Sembrano in arrivo alcuni segnalini di ripersa. Il diminutivo è di rigore poiché se quelli sono già piccoli per la media europea, all’Italia tocca la metà della percentuale indicata (e sperata). Di solito, per fotografare la situazione, si inquadrano vari indicatori, vari fondamentali, numeri a profusione eccetera con l’obiettivo di capirci qualcosa.

Senza rubare il mestiere a chi ci pensa e campa con queste pratiche, ci permettiamo di mettere a fuoco e fiamme un fenomeno. Si tratta del consumo di carni avicole, destinate per l’appunto ad essere messe a fuoco e fiamme (del fornello o della griglia). L’interesse verso cosce, petti, alette e frattaglie miste nonché uova (anche queste fanno parte della filiera avicola) non sarebbe stato così forte se non ci trovassimo nella ormai ben nota e difficile congiuntura economica.

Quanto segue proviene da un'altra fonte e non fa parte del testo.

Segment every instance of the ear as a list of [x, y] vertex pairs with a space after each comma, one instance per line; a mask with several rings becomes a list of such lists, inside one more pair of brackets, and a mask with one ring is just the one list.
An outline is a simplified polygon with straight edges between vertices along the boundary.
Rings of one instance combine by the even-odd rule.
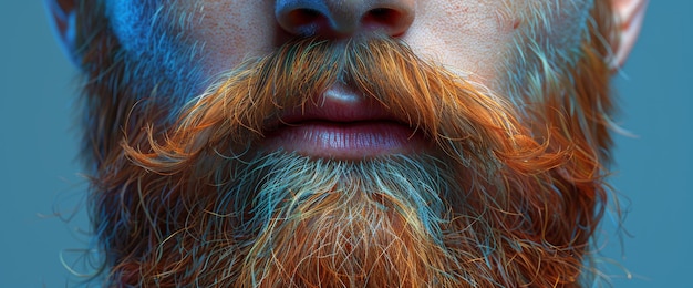
[[619, 28], [619, 44], [614, 47], [613, 68], [619, 69], [638, 40], [645, 14], [648, 0], [612, 0]]
[[73, 64], [79, 63], [76, 53], [76, 17], [79, 0], [44, 0], [53, 32], [63, 52]]

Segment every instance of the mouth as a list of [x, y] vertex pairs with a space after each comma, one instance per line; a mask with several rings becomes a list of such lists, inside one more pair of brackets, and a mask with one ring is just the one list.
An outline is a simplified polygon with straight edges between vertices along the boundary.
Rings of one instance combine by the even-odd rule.
[[364, 160], [418, 153], [428, 146], [421, 131], [373, 99], [342, 85], [332, 86], [321, 96], [317, 103], [288, 110], [269, 125], [266, 141], [270, 150]]

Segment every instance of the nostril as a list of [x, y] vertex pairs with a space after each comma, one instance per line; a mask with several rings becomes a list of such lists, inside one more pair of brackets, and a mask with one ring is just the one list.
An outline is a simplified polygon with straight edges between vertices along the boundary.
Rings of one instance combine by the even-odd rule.
[[414, 20], [415, 0], [276, 0], [279, 25], [294, 35], [343, 38], [379, 31], [402, 35]]

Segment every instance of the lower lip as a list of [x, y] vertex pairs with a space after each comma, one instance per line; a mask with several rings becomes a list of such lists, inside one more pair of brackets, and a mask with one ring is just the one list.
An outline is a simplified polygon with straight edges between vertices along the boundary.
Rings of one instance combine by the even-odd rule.
[[421, 151], [421, 133], [394, 122], [331, 123], [309, 122], [286, 125], [267, 135], [270, 148], [302, 155], [362, 160], [387, 154]]

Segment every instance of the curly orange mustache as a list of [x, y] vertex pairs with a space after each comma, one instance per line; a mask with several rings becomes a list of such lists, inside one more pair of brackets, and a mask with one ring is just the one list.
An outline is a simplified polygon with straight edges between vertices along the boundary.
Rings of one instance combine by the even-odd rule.
[[[435, 148], [360, 162], [256, 150], [268, 122], [335, 82]], [[600, 217], [598, 164], [520, 114], [396, 40], [286, 44], [190, 102], [166, 136], [126, 135], [130, 161], [110, 165], [96, 195], [108, 281], [577, 286]]]

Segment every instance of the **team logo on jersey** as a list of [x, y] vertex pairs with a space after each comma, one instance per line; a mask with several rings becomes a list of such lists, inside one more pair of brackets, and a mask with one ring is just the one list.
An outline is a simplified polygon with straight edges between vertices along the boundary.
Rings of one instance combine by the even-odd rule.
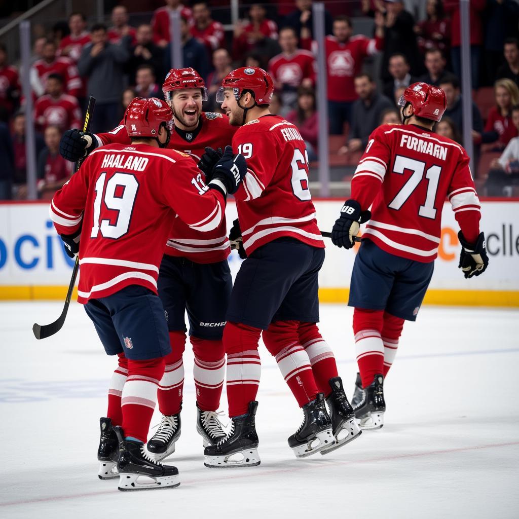
[[216, 114], [214, 112], [206, 112], [206, 118], [209, 119], [210, 121], [212, 120], [213, 119], [216, 119], [217, 117], [221, 117], [221, 114]]

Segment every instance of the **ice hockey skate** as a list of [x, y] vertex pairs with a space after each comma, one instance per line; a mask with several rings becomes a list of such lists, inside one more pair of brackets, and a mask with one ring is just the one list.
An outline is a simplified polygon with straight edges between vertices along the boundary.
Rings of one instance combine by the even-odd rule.
[[163, 465], [148, 453], [143, 443], [124, 439], [122, 428], [114, 430], [119, 440], [119, 487], [123, 491], [172, 488], [180, 484], [176, 467]]
[[162, 415], [157, 432], [146, 446], [150, 456], [160, 461], [172, 454], [175, 452], [175, 443], [180, 438], [181, 425], [180, 413], [171, 416]]
[[112, 427], [110, 418], [100, 418], [101, 438], [98, 449], [98, 460], [100, 480], [112, 480], [119, 477], [117, 471], [117, 459], [119, 458], [119, 442]]
[[229, 433], [215, 445], [206, 447], [206, 467], [222, 469], [260, 465], [259, 441], [254, 420], [257, 406], [255, 400], [250, 402], [246, 415], [231, 419]]
[[202, 436], [203, 446], [214, 445], [225, 438], [225, 431], [220, 421], [220, 416], [223, 413], [215, 411], [202, 411], [197, 404], [197, 432]]
[[362, 400], [354, 408], [355, 415], [360, 421], [361, 429], [381, 429], [384, 425], [386, 402], [384, 401], [384, 381], [382, 375], [376, 375], [373, 381], [364, 388]]
[[332, 431], [335, 441], [331, 446], [321, 450], [321, 454], [323, 455], [345, 445], [358, 438], [362, 433], [357, 424], [353, 408], [346, 398], [340, 377], [331, 378], [328, 383], [332, 388], [332, 392], [326, 400], [330, 409]]
[[362, 401], [363, 394], [364, 390], [362, 389], [362, 380], [360, 378], [360, 373], [357, 373], [357, 380], [355, 381], [355, 389], [351, 398], [352, 407], [357, 407]]
[[296, 458], [306, 458], [335, 443], [332, 421], [326, 410], [324, 397], [319, 393], [315, 400], [302, 408], [304, 419], [299, 428], [289, 438], [289, 445]]

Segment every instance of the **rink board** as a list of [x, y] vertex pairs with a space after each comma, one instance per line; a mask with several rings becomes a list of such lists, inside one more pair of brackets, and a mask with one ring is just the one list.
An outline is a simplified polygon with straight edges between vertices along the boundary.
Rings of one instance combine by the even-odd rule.
[[[331, 229], [343, 201], [315, 201], [322, 230]], [[482, 201], [482, 213], [490, 265], [483, 276], [466, 280], [457, 268], [459, 227], [450, 204], [444, 204], [438, 258], [426, 303], [519, 306], [519, 201]], [[227, 214], [230, 225], [236, 215], [233, 202]], [[356, 251], [325, 242], [320, 298], [344, 302]], [[229, 261], [235, 275], [241, 261], [236, 253]], [[63, 299], [73, 266], [49, 218], [48, 202], [0, 203], [0, 299]]]

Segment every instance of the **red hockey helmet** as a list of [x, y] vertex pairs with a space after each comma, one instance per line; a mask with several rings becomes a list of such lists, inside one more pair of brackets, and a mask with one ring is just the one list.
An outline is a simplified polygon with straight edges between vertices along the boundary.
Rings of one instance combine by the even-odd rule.
[[258, 104], [270, 104], [274, 93], [274, 82], [263, 69], [256, 66], [242, 67], [229, 72], [222, 81], [222, 86], [216, 92], [216, 102], [223, 103], [224, 90], [232, 88], [236, 100], [239, 100], [243, 90], [250, 90], [254, 94]]
[[199, 88], [202, 91], [202, 101], [207, 101], [207, 89], [202, 76], [192, 67], [187, 69], [172, 69], [162, 84], [162, 92], [166, 101], [171, 101], [175, 90], [188, 88]]
[[413, 106], [413, 115], [437, 122], [447, 107], [445, 92], [427, 83], [409, 85], [398, 102], [400, 106], [405, 106], [407, 103]]
[[156, 137], [163, 124], [170, 132], [173, 130], [171, 108], [157, 98], [132, 99], [125, 112], [124, 121], [130, 137]]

Quando andava meglio, le avicole erano considerate una carne di seconda fascia, meno nobile rispetto alle pregiate rosse. Non a caso costavano meno rispetto alle concorrenti bovine, simbolicamente rappresentative degli anni del benessere. Prima, pur essendo praticato l’abigeato, l’espressione ladro di polli stava ad indicare una diffusa indigenza. Solo il ricordo, anche inconscio, potrebbe aver penalizzano il settore pennuti commestibili rimuovendone l’appetibilità. Poi, le malattie del benessere hanno ridato slancio al consumo di polli e tacchini. Ma più della dieta poté un altro tipo di dieta imposta dai medici della nostra traballante economia.

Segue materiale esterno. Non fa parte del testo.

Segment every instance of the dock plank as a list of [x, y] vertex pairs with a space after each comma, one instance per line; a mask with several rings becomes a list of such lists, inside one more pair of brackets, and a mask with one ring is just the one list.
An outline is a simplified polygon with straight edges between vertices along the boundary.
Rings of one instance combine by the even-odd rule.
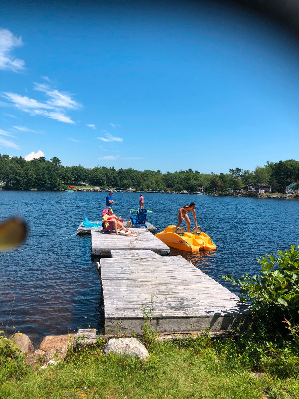
[[181, 256], [151, 252], [111, 249], [112, 257], [101, 259], [106, 331], [140, 331], [142, 304], [149, 310], [151, 297], [159, 333], [227, 329], [246, 314], [236, 295]]
[[117, 235], [115, 233], [101, 233], [96, 229], [91, 231], [92, 256], [111, 256], [111, 250], [150, 250], [161, 255], [169, 255], [169, 247], [145, 228], [133, 228], [135, 236]]

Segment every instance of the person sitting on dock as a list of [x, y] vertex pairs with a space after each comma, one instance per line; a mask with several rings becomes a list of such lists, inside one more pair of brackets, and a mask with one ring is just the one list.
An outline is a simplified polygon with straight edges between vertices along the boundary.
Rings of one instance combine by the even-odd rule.
[[121, 216], [120, 216], [119, 217], [118, 217], [116, 215], [115, 215], [110, 206], [108, 207], [108, 211], [107, 213], [106, 214], [106, 215], [105, 215], [105, 216], [103, 216], [103, 222], [105, 222], [106, 220], [111, 220], [111, 221], [113, 222], [114, 225], [114, 229], [115, 230], [115, 233], [117, 235], [119, 234], [119, 232], [117, 231], [118, 228], [123, 230], [125, 232], [127, 232], [129, 231], [129, 230], [127, 230], [126, 227], [124, 226], [124, 225], [122, 223], [121, 220]]
[[195, 214], [195, 203], [191, 202], [190, 205], [184, 205], [177, 212], [177, 220], [178, 223], [176, 225], [175, 228], [179, 227], [182, 220], [186, 220], [187, 223], [187, 231], [188, 232], [190, 231], [190, 226], [191, 226], [191, 222], [189, 216], [187, 214], [187, 212], [190, 212], [192, 210], [193, 217], [194, 218], [194, 221], [195, 222], [195, 227], [197, 228], [197, 222], [196, 221], [196, 215]]
[[144, 204], [145, 204], [145, 199], [144, 198], [144, 196], [142, 194], [140, 195], [140, 199], [139, 200], [139, 207], [140, 209], [144, 209]]
[[112, 195], [113, 192], [112, 190], [109, 190], [108, 195], [106, 197], [106, 207], [105, 209], [108, 209], [109, 206], [111, 206], [113, 203], [114, 203], [114, 201], [112, 198]]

D’altronde, il carrello della spesa alimentare rispecchia fedelmente le disponibilità di chi lo spinge. E, di sicuro, un petto di pollo costa meno di un filetto. Pertanto, non deve stupire che dal 2007 al 2013 gli acquisti delle carni a due zampe siano cresciuti di oltre il 25 per cento. Anni fa, chi mangiava affettati passava quasi per un mezzo morto di fame (pane e mortadella? un inno al risparmio alimentare); il tonno con le patate lessate e un po’ di cipolla tritata diventava - vista l’economicità dei componenti - quasi un piatto francescano da nascondere al prossimo quando ormai il Paese era orientato verso una laica ed edonistica società dei consumi. Infatti, si risparmiava sul cibo magari per farsi una vacanza o pagarsi una cambiale per l’auto. Ora, le scatolette e i vasetti delle specie tonnate pregiate se ne stanno protette nei supermercati da vetrine sottochiave. A gentile richiesta del cliente, l’apriti sesamo eseguito dalla cassiera. Pare, pure, che gli italiani non facciano molto caso alla data di scadenza delle confezioni.

Nessuna nostalgia, ovviamente, per i tempi della pellagra. Quindi, si speri nella ripresa evitando figure da pollo.